ÜNAL KACIR (İstanbul) - Tamam da fabrika batıyor, orada da kıdem tazminatı sorunu var, orada da ölenler... Orada ne yapacaksın?
BAŞKAN - Özgürcüğüm...
ÖZGÜR ÖZEL (Manisa) - Polemiğe girmeyeyim ama...
BAŞKAN - Sağ ol. Girmeyelim...
ÖZGÜR ÖZEL (Manisa) - 301 işçinin şehit olduğu...
ÜNAL KACIR (İstanbul) - Yani kamu yönetiminde keyfîlik olmaz ki...
BAŞKAN - Özgürcüğün, inan, Osman Bey, Kemal Bey, Sayın Susam, Allah sizi inandırsın, gerçekten bire bir madde madde, virgül virgül takip ediyorlar.
ÖZGÜR ÖZEL (Manisa) - Hayır, orada bir sıkıntı yok ya, olur mu? Zaten ondan eminim. Bir sıkıntı yok, ben kendi...
BAŞKAN - Onu bil, ekip sağlam yani.
MEHMET ALİ SUSAM (İzmir) - Onun dışında, Soma'da yaşanan bir dramın çözülmesi için de önemli görüyorum.

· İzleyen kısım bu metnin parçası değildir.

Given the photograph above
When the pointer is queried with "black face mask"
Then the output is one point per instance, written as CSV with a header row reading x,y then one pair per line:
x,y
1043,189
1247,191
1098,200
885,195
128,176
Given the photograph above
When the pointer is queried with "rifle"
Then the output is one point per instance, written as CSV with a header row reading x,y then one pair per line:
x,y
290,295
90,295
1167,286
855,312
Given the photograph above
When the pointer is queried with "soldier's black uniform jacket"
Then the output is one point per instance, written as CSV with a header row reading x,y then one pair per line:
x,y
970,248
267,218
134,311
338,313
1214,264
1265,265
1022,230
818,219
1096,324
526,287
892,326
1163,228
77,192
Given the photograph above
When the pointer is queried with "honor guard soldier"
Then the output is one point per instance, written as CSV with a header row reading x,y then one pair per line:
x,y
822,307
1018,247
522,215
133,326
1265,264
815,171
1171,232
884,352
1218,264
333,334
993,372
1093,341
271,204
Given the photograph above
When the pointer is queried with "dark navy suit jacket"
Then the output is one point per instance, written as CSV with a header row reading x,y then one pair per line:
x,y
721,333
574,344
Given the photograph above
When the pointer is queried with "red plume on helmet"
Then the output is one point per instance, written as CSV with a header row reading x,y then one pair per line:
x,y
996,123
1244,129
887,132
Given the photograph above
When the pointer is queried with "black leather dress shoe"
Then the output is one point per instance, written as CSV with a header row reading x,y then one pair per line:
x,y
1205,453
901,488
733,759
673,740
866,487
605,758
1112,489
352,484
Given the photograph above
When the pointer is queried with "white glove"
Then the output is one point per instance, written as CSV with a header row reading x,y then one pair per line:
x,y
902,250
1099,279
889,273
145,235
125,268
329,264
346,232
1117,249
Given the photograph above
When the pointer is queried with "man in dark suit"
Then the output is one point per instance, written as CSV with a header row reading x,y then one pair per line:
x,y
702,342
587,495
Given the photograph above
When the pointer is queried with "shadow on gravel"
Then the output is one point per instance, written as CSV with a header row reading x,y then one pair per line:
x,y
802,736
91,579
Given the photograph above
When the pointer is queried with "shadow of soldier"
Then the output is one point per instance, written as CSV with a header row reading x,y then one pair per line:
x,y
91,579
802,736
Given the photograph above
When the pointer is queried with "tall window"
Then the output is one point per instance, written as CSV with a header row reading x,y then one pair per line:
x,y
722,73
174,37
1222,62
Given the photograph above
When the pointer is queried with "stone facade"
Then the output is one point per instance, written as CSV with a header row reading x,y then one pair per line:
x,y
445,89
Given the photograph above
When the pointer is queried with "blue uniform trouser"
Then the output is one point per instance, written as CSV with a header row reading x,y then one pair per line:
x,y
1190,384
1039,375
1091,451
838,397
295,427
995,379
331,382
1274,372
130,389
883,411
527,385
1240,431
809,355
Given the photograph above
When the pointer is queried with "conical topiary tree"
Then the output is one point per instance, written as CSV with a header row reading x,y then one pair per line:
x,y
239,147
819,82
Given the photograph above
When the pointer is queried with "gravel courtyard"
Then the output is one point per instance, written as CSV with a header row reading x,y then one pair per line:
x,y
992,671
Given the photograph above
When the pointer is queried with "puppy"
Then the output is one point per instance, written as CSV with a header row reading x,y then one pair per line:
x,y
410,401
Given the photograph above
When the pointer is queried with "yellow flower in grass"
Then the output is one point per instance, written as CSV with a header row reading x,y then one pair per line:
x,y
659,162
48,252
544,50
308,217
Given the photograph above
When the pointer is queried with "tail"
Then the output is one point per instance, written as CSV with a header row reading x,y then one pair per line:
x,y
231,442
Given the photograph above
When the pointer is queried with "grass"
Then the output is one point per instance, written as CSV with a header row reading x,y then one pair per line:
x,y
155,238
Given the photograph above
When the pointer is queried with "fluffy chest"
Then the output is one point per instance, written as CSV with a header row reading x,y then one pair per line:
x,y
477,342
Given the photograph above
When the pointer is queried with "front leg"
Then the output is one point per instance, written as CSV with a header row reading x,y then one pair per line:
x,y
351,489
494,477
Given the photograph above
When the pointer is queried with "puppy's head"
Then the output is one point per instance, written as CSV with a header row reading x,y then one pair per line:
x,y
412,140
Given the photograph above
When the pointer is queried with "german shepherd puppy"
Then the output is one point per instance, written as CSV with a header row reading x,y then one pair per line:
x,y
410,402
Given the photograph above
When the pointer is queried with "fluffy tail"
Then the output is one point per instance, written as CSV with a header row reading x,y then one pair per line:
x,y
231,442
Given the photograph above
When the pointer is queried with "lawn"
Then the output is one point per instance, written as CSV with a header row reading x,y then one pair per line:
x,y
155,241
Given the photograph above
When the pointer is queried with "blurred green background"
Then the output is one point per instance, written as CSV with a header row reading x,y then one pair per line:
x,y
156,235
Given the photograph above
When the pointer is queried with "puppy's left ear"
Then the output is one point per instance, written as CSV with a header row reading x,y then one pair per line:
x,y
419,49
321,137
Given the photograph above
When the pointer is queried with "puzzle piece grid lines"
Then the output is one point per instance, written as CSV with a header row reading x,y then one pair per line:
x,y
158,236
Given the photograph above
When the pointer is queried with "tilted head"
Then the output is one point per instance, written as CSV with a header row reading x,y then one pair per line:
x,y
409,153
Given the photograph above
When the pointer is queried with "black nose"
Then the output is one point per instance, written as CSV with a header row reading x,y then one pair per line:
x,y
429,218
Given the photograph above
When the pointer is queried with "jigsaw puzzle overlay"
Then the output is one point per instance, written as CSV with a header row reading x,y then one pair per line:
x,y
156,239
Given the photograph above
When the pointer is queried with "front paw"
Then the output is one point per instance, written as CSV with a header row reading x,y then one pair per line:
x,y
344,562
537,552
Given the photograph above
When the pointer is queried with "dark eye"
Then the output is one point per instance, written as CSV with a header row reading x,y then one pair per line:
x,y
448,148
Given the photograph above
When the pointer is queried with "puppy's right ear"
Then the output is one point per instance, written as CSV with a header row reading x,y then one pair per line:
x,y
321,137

ÖZGÜR ÖZEL (Manisa) - Evet, evet.
Hayır, bir de şöyle yani: Plan ve Bütçeciler bunu anlamadı da Enerji Tabii Kaynaklar Komisyonunun değerli üyeleri bu feryadı duyarsa, Sayın Müsteşara Sayın Bakan bir talimat verirse, Sayın Mazıcıoğlu bu feryadı duyarsa, siz bu Soma'daki acıyı dindirirseniz, e, böyle bir şeyin peşinden gitmek bir milletvekilinin görevi değil mi?
BAŞKAN - İyi olur, iyi olur, tabii. Allah razı olsun.
ÖZGÜR ÖZEL (Manisa) - Onu söylüyorum.
Son söz...
BAŞKAN - Son söz...
ÖZGÜR ÖZEL (Manisa) - Sayın Müsteşarın söylediği bir şeyi söyleyeyim. O, tabii, Hükûmeti temsil ediyor, Sayın Bakanı temsil ediyor burada, bir reaksiyon gösterdi.
BAŞKAN - Ne olur olumsuz bir laf varsa söyleme Özgürcüğüm.
ÖZGÜR ÖZEL (Manisa) - Şu konuda reaksiyon gösterdi. Dedi ki: "Ya, Sayın Bakan sanki hep kötü şeyler yapacakmış gibi Bakan onayına bir şey oluyor. Ben bundan rahatsız oldum." dedi, haklı ama bundan rahatsız olsak biz oluruz. Çok çok daha dört ay yapacakları bakanlığı sonra bizim değerli arkadaşlarımızdan biri üstlenecek. Biz böyle bir yasayı destekliyorsak bundan esas rahatsız olacak olan haziran sonrası gidendir, başka kim olabilir?
BAŞKAN - Özgürcüğüm, seçimden sonra mı diyorsunuz?
ÖZGÜR ÖZEL (Manisa) - Biz üzülmüyorsak siz takmayın kafanıza.
BAŞKAN - Seçimden sonra mı?
ÖZGÜR ÖZEL (Manisa) - Teşekkür ediyorum.